I response to the bolded part of your post, judgement is about the final act in my cognitive processing but when I express it can seem firm, conclusive and like the first thing I did but it is not. I think IXFPs judge first but this judgement might become soften by their external irriational process. INXJ process intuitively first then this might become seeming harden by their judging function.

In your abortion example, I can actually 'think' (not the right word at all) about it at first without really judging it, my conscious mind goes in the background (including all judgement, values, thoughts stop for a micro moment) and a free flow process that I do not really direct/conduct/influence naturally & unconciously happens. 

My mind just kind of lets the idea sit for a while and it goes in its own direction and some sort of subconcious process generates ideas and images around it then I reflect upon the images, impression, insights that I am getting and my mind moves forward towards the future and subconciously and then gradually more consciously, my mind starts considering the likely *future impact and implications* of say in this case, abortions. The judgement really starts happening then and it goes outside to Fe & what impact this would have on others, what do the other members of my society think and why (Ti chips in here). Then a conclusion and judgement is reached based on all these imputs balanced against each other. 

Sometimes depending and what I am processing I do not even bother applying and judgement or values to the impressions I am getting, they just sit there and my mind moves on to something else or I might reject them based on rationality. 

I am trying to describe my mind in slow motion and it is hard because the whole process is usually more instant and nebulous than that and sometimes I have to wait for extraverted sensing from my external reality to give me new experiences to feed into my unconscious mind to build a better picture, produce more images, provide more insights so I can form a conclusion (Fe/Ti) that seems 'right'. 

For example, I get intuitive images/impressions about someone I just saw, then my Fe is telling me based on these that he might be what we consider an asshole but I might need more experience around him, Se to get more insights and this is why Ni is always present with Se and cannot really exists properly without it and the Se/Ni process is rather circular.

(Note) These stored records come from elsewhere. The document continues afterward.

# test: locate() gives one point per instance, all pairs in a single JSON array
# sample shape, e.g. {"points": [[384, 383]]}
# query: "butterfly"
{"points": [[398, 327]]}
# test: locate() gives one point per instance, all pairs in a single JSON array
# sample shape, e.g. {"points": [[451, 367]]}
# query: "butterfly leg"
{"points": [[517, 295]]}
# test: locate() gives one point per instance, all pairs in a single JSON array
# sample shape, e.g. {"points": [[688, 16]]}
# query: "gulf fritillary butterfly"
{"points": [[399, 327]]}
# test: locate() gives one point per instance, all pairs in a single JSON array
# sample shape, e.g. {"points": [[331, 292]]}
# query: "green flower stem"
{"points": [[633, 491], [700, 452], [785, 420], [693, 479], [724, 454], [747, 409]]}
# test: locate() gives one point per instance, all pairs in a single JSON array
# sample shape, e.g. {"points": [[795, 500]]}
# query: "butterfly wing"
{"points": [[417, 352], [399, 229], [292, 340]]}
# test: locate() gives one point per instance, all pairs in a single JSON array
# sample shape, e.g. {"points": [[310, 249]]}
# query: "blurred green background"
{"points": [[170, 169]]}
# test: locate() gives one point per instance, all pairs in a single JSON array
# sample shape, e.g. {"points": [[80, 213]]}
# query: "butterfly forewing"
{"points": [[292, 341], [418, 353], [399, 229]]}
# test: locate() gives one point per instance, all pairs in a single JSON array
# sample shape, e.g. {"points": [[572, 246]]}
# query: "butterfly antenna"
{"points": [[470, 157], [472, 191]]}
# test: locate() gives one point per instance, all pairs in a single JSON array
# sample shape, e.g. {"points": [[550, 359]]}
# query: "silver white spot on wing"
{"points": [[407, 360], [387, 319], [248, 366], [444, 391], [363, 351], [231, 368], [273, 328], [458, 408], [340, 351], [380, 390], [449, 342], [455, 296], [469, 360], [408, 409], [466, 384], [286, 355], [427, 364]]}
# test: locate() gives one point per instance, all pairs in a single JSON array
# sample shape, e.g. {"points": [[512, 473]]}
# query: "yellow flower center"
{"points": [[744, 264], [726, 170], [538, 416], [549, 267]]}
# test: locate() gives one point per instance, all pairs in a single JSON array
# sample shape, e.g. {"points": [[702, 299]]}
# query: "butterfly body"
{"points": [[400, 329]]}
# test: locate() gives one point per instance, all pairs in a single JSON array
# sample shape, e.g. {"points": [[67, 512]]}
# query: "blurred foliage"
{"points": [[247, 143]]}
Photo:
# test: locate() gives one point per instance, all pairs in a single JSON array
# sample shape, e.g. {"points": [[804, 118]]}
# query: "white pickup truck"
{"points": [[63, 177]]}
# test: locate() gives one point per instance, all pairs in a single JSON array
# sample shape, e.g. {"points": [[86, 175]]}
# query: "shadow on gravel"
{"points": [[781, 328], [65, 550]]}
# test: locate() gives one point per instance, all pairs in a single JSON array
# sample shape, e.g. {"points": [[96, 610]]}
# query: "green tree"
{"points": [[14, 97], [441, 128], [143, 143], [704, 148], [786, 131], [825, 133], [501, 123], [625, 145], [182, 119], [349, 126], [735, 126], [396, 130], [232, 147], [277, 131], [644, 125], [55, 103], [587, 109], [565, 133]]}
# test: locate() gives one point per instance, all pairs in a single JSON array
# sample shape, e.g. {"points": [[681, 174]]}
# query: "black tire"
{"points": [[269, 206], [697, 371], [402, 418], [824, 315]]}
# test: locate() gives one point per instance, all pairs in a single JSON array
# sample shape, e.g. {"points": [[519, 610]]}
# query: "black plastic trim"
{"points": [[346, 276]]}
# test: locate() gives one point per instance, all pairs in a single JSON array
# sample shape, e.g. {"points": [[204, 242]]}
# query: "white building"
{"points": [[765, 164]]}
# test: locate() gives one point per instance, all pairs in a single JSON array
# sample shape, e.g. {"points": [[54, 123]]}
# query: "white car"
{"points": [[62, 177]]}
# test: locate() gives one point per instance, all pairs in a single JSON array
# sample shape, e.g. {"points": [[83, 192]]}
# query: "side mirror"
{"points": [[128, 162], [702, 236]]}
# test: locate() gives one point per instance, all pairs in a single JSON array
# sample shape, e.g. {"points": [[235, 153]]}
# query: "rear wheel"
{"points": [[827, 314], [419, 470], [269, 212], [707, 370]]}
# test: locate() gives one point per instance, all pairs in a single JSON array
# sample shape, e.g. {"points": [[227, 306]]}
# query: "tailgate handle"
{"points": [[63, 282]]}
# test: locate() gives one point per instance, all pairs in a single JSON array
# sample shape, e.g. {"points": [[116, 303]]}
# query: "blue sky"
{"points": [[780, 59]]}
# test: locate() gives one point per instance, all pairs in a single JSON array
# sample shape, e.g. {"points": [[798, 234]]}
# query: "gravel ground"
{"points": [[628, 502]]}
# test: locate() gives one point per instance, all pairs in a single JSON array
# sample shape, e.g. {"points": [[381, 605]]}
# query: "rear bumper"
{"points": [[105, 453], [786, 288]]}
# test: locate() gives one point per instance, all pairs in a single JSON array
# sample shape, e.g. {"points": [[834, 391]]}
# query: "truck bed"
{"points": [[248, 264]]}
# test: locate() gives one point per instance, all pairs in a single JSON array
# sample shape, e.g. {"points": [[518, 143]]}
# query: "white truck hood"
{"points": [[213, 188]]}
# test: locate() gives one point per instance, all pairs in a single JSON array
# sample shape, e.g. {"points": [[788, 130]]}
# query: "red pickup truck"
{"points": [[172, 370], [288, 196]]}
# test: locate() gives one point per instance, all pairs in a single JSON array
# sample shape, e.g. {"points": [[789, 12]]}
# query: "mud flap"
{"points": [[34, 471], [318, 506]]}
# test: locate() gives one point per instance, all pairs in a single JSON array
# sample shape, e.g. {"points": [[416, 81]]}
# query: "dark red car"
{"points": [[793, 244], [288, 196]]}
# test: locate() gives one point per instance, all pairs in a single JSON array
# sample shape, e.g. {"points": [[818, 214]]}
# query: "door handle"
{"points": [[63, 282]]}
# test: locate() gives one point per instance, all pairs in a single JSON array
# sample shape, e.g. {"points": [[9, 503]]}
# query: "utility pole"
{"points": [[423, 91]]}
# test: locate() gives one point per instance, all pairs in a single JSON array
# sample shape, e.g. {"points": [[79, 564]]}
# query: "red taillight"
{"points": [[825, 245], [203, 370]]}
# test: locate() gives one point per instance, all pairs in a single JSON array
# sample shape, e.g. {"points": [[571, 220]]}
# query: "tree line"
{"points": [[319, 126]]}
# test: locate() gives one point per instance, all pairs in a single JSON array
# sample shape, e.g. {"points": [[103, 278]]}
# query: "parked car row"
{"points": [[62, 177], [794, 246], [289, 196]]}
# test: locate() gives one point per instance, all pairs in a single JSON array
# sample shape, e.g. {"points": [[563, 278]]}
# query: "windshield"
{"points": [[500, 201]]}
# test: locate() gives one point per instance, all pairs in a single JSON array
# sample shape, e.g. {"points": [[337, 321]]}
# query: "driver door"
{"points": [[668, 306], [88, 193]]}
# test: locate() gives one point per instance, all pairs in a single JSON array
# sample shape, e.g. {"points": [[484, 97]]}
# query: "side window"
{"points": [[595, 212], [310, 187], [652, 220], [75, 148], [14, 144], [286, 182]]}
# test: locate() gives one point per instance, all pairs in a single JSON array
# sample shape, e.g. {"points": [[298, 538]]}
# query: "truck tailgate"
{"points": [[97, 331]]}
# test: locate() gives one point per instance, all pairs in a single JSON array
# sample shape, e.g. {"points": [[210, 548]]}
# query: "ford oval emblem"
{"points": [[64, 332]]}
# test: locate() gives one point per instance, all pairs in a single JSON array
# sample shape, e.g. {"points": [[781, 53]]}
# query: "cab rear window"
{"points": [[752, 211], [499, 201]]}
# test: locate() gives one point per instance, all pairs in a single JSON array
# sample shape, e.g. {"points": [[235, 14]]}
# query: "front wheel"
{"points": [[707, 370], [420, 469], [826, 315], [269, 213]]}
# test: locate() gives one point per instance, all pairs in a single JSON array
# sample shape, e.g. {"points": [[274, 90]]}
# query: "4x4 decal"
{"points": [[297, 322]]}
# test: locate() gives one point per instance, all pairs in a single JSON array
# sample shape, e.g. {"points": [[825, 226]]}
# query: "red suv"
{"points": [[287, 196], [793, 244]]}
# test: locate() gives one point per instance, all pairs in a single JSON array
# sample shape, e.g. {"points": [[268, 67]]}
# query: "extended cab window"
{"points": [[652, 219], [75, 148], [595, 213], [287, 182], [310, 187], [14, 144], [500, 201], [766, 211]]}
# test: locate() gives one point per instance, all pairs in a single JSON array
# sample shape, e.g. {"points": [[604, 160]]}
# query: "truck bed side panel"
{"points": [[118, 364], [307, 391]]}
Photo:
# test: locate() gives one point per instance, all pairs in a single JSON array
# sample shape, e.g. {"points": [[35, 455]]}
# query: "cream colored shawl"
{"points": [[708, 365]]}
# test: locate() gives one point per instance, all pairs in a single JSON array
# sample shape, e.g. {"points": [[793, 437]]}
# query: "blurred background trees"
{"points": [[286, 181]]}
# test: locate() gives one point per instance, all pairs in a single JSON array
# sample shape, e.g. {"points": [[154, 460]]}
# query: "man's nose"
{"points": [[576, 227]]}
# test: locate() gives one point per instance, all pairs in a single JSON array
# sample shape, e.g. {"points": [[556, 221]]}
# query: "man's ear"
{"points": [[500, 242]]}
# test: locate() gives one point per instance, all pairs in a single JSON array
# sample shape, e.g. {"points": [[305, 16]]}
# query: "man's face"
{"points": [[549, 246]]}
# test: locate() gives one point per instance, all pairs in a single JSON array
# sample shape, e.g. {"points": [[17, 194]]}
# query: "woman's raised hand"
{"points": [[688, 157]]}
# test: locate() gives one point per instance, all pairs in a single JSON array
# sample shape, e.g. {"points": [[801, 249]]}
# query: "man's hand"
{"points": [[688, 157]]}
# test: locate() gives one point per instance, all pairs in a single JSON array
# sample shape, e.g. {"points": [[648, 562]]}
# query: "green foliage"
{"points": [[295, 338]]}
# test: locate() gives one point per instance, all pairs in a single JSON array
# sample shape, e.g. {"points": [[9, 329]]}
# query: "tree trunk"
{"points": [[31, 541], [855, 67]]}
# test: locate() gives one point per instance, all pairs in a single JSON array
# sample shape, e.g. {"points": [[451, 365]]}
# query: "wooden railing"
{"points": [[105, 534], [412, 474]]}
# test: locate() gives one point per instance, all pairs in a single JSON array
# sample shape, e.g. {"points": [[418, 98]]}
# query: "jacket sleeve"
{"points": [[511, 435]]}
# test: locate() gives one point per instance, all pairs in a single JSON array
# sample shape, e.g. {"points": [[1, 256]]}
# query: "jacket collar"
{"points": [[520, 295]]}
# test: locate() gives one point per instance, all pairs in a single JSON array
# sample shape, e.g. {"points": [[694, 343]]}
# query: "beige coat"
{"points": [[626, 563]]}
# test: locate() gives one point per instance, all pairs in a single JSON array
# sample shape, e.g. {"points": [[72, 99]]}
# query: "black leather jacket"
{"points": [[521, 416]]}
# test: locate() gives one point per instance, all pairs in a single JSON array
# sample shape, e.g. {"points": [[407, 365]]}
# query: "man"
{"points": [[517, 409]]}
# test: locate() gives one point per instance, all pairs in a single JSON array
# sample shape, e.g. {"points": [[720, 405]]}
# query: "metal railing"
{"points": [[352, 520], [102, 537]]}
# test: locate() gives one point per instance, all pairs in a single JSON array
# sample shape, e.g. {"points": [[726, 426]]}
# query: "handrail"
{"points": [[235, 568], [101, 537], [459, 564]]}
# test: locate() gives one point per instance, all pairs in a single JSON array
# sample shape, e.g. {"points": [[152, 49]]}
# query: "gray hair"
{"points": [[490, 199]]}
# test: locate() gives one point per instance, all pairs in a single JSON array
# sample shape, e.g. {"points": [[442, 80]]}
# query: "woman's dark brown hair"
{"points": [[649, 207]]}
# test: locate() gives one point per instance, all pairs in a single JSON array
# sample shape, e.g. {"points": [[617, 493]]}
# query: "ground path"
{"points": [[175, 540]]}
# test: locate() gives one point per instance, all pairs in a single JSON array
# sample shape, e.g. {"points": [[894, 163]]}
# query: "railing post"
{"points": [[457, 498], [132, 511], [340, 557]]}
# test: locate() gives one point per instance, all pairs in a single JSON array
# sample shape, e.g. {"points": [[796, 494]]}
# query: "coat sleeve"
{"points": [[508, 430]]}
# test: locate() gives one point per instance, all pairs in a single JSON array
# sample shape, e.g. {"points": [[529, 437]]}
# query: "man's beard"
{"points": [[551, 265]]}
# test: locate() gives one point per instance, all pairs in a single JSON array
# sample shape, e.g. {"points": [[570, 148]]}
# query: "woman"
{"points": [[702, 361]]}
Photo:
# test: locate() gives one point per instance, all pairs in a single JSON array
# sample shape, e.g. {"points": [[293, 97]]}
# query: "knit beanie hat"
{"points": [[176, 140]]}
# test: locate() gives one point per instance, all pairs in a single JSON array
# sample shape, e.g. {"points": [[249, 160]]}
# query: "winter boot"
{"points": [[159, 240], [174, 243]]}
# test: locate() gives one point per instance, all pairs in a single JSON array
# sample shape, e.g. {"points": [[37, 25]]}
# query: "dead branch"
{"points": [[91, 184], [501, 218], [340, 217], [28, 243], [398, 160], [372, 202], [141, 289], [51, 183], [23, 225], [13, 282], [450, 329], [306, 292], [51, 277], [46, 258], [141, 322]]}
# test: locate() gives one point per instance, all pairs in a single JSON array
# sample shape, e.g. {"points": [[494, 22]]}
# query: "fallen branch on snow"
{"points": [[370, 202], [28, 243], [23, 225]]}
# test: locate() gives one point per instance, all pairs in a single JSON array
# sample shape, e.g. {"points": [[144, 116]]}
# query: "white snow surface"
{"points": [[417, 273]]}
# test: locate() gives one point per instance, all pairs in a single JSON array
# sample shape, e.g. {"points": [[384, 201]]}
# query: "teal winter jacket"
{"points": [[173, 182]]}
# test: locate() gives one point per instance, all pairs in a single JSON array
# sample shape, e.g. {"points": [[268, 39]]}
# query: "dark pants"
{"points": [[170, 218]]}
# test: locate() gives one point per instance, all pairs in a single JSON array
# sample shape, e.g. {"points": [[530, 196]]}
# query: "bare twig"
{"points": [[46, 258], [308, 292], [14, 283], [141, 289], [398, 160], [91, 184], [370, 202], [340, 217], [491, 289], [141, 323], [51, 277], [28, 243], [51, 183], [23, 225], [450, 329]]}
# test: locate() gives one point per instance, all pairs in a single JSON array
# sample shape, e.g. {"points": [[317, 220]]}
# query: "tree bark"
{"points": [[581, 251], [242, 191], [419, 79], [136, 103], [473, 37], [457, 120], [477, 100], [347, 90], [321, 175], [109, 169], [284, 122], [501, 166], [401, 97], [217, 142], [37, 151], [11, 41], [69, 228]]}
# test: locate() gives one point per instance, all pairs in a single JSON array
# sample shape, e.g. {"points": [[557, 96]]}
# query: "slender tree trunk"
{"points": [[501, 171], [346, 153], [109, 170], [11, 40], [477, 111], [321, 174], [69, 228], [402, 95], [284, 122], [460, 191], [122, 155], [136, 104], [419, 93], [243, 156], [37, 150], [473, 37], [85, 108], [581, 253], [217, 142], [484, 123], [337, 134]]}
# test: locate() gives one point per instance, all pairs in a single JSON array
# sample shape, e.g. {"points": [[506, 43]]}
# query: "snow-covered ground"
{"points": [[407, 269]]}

I like my mind because I can just ask it a question or just let it flow freely stimulated usually by some external stimulus and it delivers images, perceptions, impressions, insights to me which I might then judge after, it is passive and beyond rational. That is my excuse for the craziness I just described anyway.


----------



## uncertain (May 26, 2012)

LeaT said:


> What about Fi? How does Fi work in you?


Not sure if these are Fi related, and I can't list everything.
- I introspect a lot, always evaluate myself, try to become a better person, and think about what to do next, sometimes what I can do for the world. Recently I think a lot about relationship in which the other person rejected me. I never hate this person because I love so much. Instead, I keep thinking about it everyday or every other day. Besides feeling sad, I think about how to deal with it, what does this mean to me, and sometimes I learn about myself, too, during the process, and I question myself a lot.
- I do things when I feel like it.
- I stop doing things when they start to become meaningless to me.
- I can take things too personal, and I take most things personal.
- I value freedom a lot since it allows me to do what I want and it is important to me that I am not told to do something.
- I handle criticism pretty badly. Sometimes I get mad and become very furious and Te-like, and I fight back by debating hostile with people. People who have seen it never want to make me angry again. When I am okay with criticism, I take it and examine/evaluate myself.

- It takes me a long while to make close friends because I need time to observe them, to determine whether or not I like them base on my standard (morality/interest).
- I also like a lot of people because I am able to see the good in most people, but I know I like people in different degrees and for different reasons.
- Sometimes when I first see someone I can dislike them immediately base on how they act or talk or some small things, or their attitude and opinion about certain things, and once that distaste/disdain forms, I would have that in my mind for long time and I would ignore those people. (I know this is contradicting the last point but that's how I am)
- On the other hand, I am very forgiving toward my close friends because I can always find reason to justify their action.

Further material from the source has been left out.